Never done or wanted to but asked my wife. If you go to Bangrack office just off Rama4 road you need to go together with your marrage papers ask there they will do for you. Its a nice office and i am sorry if you are considering divorce or are you not married yet and looking if there is a quick exit if it go's wrong. Good luck any way


----------



## pinoy_expat (Apr 19, 2010)

DannyHawkes said:


> I would like to get some information about Thailand Divorce. I am married to a Thai and we live in Bangkok now. Any information would be helpful on how to get a divorce in Thailand.

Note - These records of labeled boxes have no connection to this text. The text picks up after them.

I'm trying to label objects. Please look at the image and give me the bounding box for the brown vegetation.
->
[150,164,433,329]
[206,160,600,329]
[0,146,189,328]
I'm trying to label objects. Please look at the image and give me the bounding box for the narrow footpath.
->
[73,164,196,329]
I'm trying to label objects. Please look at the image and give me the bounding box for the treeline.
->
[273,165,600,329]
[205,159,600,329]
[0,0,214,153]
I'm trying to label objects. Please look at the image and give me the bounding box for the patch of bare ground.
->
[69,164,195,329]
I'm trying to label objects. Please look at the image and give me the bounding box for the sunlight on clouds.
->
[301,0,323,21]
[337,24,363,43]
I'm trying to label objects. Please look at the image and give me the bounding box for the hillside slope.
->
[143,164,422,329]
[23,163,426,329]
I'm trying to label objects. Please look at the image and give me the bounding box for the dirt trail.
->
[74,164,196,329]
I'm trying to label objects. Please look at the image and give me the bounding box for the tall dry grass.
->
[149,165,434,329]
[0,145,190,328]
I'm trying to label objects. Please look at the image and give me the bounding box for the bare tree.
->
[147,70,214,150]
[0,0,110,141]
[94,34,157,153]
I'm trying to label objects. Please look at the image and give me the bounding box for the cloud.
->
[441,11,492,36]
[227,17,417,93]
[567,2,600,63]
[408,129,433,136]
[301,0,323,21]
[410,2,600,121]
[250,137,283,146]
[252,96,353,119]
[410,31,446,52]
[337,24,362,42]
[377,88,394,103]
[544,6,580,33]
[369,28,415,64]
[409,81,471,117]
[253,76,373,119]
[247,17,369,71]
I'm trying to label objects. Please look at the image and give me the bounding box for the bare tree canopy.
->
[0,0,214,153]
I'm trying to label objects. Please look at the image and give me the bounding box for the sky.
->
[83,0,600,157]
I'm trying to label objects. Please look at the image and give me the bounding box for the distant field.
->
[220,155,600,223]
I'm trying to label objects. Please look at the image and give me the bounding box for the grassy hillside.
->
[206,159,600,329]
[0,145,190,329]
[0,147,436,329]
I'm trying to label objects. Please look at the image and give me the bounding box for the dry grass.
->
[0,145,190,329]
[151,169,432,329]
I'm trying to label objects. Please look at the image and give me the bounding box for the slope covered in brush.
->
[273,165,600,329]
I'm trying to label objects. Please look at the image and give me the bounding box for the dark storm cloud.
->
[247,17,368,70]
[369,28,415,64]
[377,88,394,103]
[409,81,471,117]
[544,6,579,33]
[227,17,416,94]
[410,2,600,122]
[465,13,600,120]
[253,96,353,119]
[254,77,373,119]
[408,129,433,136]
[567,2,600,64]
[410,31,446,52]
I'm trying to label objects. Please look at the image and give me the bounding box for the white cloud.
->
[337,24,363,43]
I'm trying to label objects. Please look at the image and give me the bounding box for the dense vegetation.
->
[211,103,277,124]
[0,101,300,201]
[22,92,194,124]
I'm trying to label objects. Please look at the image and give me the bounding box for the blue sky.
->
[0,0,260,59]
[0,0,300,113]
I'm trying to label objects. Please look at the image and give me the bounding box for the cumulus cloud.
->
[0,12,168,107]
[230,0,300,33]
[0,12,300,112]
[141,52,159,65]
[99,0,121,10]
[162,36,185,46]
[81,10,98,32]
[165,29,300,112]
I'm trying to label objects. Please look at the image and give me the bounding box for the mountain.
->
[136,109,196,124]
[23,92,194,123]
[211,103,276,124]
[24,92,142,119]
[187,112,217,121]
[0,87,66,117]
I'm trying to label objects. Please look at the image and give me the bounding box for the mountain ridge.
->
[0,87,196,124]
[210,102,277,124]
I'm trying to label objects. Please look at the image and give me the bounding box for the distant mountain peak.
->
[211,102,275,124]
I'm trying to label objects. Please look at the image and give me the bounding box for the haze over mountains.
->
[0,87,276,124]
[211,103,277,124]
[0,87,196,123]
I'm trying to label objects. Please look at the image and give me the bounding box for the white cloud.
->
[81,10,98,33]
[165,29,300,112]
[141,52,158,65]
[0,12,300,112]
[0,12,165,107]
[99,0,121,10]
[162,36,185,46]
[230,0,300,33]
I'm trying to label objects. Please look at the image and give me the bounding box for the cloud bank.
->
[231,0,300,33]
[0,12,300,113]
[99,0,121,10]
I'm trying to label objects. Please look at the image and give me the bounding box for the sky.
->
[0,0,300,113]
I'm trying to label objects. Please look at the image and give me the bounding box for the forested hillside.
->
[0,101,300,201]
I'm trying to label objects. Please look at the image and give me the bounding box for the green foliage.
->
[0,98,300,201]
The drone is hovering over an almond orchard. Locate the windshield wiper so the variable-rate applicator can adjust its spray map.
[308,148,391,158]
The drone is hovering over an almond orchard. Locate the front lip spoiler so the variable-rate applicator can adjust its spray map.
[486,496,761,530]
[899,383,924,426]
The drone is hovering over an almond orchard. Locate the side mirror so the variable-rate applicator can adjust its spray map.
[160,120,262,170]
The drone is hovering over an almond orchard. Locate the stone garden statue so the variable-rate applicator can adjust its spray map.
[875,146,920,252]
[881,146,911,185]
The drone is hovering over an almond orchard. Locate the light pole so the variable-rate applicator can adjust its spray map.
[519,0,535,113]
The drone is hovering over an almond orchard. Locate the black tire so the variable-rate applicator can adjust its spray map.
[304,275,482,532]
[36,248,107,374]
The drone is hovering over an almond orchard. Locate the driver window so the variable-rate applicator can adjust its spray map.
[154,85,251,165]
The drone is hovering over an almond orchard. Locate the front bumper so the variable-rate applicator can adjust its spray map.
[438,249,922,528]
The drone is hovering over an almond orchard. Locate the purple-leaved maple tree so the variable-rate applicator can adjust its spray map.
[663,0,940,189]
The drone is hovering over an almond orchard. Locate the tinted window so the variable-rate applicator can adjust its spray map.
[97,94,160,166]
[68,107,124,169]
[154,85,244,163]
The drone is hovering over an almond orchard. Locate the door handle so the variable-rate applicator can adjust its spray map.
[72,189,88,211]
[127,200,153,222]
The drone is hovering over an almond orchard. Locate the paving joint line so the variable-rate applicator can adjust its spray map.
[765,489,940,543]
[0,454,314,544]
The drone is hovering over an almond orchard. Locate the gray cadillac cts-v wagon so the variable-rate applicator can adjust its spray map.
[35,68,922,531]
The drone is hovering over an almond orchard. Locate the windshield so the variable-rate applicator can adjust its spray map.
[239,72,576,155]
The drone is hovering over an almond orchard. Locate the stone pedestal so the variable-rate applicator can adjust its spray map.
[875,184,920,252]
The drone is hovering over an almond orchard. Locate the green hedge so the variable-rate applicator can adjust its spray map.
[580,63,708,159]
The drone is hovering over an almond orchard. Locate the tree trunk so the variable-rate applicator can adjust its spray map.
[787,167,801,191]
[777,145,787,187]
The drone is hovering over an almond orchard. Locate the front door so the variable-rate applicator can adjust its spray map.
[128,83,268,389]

If it's an uncontested divorce (divorce by mutual consent), you can have your divorce granted in 1 day. Otherwise, if your partner does not agree with the divorce, you must know the grounds for divorce in Thailand such as: a 3 year period of separation, lack of maintenance or support, the wife has committed adultery and etc.

Hiring a law firm with both Foreign and Thai lawyers would be helpful. It's not easy to find a lawyer in Thailand who speaks English fluently.


----------